An improvement to Queue
Michael Abbott
michael at rcp.co.uk
Thu Jan 31 12:11:48 EST 2002
"Alex Martelli" <aleax at aleax.it> wrote in news:a3bqsu$bab$1 at serv1.iunet.it:
> mportant scenario, but why would you want to queue a do-the-work when
> a different queue WAS empty? The natural point in time at which to
> queue would seem to be "when enough stuff has come from the socket"
> (presumably determined by examining the stuff).
It's the transition from empty to non-empty that's important: I know that
the consumer will consume until there's nothing left (that's part of the
contract), and the producer should be able to promise not to pester the
consumer until it has finished its previous round of work.

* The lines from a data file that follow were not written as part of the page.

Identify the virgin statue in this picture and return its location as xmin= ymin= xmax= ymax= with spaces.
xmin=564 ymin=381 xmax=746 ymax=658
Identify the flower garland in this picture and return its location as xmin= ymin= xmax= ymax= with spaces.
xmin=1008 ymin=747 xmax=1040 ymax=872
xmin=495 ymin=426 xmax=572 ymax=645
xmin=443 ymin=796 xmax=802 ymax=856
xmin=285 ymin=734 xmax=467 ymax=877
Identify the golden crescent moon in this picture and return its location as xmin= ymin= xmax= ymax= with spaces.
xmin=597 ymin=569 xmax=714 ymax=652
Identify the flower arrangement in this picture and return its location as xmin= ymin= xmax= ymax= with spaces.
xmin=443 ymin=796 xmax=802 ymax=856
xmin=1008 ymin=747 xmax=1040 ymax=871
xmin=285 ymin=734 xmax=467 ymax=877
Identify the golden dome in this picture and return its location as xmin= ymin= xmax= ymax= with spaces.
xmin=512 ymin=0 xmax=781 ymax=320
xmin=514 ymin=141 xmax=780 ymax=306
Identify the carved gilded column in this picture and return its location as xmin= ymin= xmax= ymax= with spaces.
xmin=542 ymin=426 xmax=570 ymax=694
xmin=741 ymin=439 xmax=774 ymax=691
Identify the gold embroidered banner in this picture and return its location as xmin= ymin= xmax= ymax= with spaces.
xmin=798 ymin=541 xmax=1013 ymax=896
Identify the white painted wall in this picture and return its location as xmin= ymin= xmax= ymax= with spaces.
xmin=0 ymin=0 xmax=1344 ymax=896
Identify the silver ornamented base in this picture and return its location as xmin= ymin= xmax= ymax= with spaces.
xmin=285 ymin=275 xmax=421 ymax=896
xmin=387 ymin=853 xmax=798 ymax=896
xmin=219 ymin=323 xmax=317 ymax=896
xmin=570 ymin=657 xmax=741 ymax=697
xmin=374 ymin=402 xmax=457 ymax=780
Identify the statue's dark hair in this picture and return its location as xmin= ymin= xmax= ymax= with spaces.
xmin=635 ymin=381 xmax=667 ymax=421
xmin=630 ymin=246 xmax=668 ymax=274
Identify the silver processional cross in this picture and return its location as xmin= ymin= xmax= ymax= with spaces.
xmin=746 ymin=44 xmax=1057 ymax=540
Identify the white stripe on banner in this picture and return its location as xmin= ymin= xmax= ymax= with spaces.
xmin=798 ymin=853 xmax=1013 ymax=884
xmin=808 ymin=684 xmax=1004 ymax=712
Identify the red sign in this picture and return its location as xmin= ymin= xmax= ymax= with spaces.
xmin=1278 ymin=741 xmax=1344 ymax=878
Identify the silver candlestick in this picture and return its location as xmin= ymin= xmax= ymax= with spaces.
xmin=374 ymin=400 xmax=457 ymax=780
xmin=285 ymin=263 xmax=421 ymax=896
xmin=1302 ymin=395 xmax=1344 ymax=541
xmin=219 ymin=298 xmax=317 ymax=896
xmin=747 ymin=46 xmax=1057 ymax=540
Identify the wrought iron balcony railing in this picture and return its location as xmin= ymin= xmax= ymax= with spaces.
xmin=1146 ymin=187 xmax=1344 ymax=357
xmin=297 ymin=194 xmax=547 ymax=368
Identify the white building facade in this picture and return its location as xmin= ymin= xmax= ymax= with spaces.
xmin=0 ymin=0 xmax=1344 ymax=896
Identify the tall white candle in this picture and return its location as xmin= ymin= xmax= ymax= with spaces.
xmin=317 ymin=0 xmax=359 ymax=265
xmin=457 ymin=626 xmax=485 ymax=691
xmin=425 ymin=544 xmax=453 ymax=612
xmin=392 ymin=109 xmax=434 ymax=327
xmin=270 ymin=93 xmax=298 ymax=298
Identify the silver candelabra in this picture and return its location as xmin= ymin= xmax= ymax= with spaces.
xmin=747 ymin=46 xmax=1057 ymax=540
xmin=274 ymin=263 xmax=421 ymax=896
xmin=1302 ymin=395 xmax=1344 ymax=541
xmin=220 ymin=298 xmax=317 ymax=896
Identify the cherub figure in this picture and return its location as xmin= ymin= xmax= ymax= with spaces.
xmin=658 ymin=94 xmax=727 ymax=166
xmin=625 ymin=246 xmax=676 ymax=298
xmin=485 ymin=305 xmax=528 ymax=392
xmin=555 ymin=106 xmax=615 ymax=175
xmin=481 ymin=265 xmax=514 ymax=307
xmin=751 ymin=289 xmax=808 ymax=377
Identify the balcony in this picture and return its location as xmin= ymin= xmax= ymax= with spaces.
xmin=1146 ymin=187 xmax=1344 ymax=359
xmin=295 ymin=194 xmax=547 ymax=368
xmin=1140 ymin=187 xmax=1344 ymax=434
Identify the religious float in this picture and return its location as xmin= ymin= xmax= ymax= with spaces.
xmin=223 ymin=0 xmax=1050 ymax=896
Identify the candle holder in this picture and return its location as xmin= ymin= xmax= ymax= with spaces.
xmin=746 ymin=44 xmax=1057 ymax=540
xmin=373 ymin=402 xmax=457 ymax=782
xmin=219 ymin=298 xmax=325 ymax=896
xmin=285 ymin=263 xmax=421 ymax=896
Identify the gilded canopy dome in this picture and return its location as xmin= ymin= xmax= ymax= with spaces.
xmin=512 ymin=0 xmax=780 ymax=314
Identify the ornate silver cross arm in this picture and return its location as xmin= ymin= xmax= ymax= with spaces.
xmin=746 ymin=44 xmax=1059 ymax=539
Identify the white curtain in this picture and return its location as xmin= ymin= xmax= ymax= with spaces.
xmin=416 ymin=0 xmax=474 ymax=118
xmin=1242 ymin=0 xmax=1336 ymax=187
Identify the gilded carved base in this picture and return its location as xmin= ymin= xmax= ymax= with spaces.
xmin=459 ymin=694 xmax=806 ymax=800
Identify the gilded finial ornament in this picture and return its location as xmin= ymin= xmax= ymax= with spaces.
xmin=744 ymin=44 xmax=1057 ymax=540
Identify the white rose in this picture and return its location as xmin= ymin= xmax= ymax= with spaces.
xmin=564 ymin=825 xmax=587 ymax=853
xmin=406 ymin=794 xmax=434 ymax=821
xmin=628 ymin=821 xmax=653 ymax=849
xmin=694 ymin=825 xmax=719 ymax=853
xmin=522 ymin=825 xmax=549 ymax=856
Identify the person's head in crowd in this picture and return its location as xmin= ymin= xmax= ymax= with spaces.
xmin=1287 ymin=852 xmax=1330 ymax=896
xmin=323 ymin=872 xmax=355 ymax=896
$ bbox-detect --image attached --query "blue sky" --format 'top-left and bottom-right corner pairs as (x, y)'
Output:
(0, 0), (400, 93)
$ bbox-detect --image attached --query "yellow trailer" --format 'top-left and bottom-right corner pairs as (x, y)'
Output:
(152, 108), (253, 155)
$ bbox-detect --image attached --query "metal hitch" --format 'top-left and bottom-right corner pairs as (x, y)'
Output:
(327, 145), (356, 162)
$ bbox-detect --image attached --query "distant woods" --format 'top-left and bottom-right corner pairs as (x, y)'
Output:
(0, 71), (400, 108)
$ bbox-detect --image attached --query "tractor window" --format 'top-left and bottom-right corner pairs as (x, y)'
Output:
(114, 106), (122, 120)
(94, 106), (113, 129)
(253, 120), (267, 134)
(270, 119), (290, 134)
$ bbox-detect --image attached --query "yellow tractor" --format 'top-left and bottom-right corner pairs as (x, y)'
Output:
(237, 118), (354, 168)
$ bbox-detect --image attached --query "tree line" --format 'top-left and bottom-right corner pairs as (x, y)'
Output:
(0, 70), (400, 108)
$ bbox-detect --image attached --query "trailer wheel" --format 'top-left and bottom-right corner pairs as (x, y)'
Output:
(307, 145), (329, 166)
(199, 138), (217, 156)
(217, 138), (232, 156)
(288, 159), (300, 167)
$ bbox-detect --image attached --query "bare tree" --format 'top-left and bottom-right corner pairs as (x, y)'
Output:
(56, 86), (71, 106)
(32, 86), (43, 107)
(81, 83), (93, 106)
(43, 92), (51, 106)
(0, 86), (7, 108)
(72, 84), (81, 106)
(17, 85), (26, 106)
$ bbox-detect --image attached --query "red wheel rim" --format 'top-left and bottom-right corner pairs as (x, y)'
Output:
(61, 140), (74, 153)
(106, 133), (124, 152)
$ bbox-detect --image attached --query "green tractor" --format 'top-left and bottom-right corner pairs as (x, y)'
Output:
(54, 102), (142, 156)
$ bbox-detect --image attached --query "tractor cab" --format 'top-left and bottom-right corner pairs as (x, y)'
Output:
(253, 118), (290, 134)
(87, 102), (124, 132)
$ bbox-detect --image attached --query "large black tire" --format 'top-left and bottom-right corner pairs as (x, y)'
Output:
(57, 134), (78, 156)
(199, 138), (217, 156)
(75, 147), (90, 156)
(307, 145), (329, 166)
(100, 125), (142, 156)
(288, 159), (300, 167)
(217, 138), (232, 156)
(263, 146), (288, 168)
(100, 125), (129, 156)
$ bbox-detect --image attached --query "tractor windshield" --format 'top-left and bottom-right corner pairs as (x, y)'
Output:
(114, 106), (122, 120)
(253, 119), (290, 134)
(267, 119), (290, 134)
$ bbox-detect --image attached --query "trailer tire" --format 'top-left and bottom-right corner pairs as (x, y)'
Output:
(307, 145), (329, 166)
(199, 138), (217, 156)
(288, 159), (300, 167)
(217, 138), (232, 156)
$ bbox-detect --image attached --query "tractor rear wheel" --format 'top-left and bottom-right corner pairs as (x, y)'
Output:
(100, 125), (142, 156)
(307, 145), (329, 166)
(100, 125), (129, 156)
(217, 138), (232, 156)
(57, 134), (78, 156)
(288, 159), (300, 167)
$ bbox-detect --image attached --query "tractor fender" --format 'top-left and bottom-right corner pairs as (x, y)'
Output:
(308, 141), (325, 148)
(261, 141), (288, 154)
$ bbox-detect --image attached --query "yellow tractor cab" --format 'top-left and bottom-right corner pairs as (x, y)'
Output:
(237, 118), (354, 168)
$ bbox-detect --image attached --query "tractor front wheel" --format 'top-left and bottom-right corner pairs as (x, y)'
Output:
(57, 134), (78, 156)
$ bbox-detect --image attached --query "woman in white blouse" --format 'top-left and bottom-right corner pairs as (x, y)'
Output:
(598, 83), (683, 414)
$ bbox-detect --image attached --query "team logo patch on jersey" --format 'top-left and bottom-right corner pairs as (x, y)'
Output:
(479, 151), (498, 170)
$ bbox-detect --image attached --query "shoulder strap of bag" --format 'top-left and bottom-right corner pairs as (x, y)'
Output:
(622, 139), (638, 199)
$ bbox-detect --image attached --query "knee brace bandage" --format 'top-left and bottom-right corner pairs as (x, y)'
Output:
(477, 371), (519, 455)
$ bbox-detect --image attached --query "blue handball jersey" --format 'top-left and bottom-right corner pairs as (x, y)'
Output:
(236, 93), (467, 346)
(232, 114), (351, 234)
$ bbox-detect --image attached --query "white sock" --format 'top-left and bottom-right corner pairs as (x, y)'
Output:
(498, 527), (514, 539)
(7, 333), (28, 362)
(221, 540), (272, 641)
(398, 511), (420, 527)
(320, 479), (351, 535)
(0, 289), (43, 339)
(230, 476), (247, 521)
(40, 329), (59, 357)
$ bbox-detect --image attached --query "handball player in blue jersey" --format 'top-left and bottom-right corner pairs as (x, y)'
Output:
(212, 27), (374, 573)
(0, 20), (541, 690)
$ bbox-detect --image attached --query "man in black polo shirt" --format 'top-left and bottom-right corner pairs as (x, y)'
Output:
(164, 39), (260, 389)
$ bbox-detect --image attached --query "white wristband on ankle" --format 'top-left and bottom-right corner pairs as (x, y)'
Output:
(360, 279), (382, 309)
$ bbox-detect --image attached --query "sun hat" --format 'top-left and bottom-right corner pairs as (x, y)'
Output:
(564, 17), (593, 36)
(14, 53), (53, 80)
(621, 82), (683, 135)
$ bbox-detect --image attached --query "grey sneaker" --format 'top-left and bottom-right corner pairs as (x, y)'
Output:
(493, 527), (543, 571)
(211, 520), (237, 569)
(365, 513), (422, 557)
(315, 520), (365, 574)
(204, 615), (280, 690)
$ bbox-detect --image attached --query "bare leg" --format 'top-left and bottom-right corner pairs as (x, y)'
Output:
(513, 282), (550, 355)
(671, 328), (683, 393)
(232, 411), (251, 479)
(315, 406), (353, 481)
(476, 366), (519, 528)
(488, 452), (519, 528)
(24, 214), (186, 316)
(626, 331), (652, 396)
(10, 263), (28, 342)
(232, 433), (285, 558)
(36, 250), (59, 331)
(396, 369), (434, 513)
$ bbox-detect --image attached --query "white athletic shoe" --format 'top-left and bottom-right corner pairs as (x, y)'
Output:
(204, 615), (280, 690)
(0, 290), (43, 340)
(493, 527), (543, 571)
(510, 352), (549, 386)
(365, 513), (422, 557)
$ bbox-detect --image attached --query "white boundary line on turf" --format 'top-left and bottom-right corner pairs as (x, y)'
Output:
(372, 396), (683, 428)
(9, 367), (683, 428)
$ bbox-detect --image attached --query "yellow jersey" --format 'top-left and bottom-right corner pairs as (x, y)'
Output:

If I was examining the stuff coming out of the socket and not doing
anything at all until I was happy with it, I guess I would indeed queue up
the incoming text elsewhere and chop it into commands (indeed, that's
exactly what I do do elsewhere).
However, the question is: what am I going to do with a command that's
ready to be executed? The problem is, the code that's going to obey the
command might not be ready for it, so what I do is queue the command and
let the executer know that it's got some work to do.
Again, the most efficient way to do this is to only tell the client on the
transition empty->non-empty, because if the client always arranges to take
everything it can (read until its queue is empty) then I'm guaranteed to be
able to keep things flowing with the minimum of events.
This is, after all, fairly standard hardware interrupt stuff: a buffering
device will typically interrupt once when its buffer becomes non-empty, and
only re-enable the interrupt once the buffer has been emptied (or the
interrupt has been cleared in some other explicit fashion).